Shared items from my feed reader

One of the things I was missing when I switched from Google Reader to Fever˚ was a way to share items from my subscriptions. Fever˚ didn’t have any way to generate a feed of things I saved, so it was kind of a separate silo. But, the most recent version of Fever˚ includes a cool new feature to share my Saved items in an RSS feed. Easy peasy.

Here’s an embedded view of the last 30 saved items, thanks to the magical wondrousness of Feed2JS: (it’ll probably bork in the feed, though. irony.)

There are lots of other features that got added in the last update, including integration with Twitter and Instapaper. Fever˚ just keeps getting better and better…

5 thoughts on “Shared items from my feed reader”

  1. D’Arcy I’ve followed you through several RSS readers (some at your recommendation). I’m curious, what is it about this particular reader that makes it A) better than either Google Reader or Blogbridge and B) worth paying for?

    1. For me, I was uncomfortable feeding all of my attention into Google. GReader is free because they get to mine the activity of its users to fine tune the search engine (and more effectively sell ads). I wanted off that ride.

      And, Fever˚ has all of the best features I loved about GReader – web based so I can access it from anywhere without installing anything (BlogBridge required a big java app installed), has a great mobile (i.e, iPhone/iPod Touch) interface, etc…

      It also has a much more refined interface (to my tastes, anyway), and the killer feature is the “Hot” page that pulls together an aggregate listing of links that are getting a lot of attention in any of the posts in the last week or so. Very handy way to see at a glance what’s going on in the places I care about. It also has the concept of “kindling” feeds – stuff you subscribe to but don’t really care about. They don’t show up in the “unread” sections, and help to populate the Hot section links.

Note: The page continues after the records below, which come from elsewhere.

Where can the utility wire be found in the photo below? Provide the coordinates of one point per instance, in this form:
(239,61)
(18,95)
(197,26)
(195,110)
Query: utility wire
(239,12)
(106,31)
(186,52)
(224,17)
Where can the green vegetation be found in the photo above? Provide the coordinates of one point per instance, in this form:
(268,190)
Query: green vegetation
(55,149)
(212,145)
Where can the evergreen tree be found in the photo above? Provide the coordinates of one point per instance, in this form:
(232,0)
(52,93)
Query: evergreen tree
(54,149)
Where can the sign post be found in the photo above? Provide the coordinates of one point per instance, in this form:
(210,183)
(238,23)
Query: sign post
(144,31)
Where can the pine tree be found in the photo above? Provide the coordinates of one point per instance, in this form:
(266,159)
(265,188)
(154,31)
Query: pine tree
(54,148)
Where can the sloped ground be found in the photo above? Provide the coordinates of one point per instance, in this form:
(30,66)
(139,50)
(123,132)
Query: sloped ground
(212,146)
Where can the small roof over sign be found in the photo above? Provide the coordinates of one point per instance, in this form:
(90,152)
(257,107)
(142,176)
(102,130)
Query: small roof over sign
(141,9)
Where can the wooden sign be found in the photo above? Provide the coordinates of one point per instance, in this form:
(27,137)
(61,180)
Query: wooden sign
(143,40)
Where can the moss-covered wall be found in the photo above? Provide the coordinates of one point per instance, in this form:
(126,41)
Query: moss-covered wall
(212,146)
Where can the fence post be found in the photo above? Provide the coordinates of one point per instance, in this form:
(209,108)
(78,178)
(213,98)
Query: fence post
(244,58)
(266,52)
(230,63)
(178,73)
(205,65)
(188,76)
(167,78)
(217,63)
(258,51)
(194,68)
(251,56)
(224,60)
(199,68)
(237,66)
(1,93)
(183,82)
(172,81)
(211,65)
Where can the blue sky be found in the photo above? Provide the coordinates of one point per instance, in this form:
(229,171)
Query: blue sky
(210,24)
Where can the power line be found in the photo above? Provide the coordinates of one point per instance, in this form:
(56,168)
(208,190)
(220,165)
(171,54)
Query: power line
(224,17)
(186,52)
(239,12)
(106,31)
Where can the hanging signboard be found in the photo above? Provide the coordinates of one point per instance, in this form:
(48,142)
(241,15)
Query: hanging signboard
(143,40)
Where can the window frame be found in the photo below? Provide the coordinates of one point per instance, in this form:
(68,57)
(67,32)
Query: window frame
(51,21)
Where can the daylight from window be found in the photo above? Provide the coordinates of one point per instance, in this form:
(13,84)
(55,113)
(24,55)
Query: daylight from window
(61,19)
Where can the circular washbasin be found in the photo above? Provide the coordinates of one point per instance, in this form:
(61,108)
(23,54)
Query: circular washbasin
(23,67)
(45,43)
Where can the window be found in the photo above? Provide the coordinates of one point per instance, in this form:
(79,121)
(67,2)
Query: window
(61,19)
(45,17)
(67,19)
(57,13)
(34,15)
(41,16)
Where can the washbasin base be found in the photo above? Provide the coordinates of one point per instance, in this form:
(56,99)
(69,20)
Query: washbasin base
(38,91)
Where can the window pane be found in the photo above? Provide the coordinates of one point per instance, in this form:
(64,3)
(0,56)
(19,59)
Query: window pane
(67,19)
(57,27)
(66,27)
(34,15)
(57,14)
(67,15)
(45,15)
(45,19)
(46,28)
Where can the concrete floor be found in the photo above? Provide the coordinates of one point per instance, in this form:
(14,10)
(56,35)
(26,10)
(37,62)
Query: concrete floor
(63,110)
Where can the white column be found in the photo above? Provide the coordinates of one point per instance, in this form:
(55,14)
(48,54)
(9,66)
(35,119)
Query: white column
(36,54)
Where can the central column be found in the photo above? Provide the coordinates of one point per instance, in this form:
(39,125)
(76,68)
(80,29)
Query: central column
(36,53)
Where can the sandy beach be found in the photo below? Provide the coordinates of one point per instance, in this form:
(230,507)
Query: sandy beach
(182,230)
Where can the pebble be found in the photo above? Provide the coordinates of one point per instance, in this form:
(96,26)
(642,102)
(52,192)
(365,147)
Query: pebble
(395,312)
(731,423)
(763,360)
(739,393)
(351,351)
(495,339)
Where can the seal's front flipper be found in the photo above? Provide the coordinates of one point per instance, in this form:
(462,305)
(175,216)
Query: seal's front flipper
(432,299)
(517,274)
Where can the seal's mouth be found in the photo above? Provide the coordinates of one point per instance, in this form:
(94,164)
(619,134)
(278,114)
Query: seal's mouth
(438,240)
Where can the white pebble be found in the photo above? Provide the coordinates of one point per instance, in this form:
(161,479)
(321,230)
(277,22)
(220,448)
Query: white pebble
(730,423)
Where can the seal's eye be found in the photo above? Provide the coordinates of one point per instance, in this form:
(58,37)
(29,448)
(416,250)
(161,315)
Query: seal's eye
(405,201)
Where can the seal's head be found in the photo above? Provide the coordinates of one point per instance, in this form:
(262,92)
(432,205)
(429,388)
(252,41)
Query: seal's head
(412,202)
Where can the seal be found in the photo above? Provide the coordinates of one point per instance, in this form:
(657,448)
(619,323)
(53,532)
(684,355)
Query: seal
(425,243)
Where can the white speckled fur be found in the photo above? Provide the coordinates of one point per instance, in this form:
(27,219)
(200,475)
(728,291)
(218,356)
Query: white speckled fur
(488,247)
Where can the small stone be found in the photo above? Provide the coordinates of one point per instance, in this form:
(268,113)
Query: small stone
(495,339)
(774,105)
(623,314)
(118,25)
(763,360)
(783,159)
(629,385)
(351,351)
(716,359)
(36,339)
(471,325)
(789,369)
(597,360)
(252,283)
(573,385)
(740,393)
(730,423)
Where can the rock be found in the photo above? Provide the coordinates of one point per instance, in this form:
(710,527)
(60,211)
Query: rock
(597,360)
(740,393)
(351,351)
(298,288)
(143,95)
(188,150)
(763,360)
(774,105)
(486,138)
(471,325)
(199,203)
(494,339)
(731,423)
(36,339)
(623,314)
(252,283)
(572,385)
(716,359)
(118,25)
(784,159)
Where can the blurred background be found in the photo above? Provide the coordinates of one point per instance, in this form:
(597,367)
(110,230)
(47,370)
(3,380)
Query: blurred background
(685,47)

      I surprised myself by plunking down $30US on a a web app that 1) costs $30US and 2) isn’t open source. But it doesn’t really matter – I’ve opted out of feeding The Beast, and am still using a great application to help me read feeds more efficiently than ever (I’ve added maybe 50 feed subscriptions since switching).

  2. Hi D’Arcy,

    Love the look of Fever and as I’ve been getting grumpy with google reader I thought I’d take a look. I was getting excited until I found something called Server Compatability test – it looks like Fever is just for those more geeky than me and not for someone who simply reads feeds and wants to change from Google Reader?

    Can you help me understand this?

    Stewart

    1. yeah. it’s a PHP app – not too different from WordPress or Drupal or the like – that you install on your own server (or a shared server such as the one I use). It’s not a desktop app, and requires Apache, PHP and MySQL to run. It’s not rocket surgery to set up, though – if you can set up WordPress or Drupal etc…, you can set up Fever˚.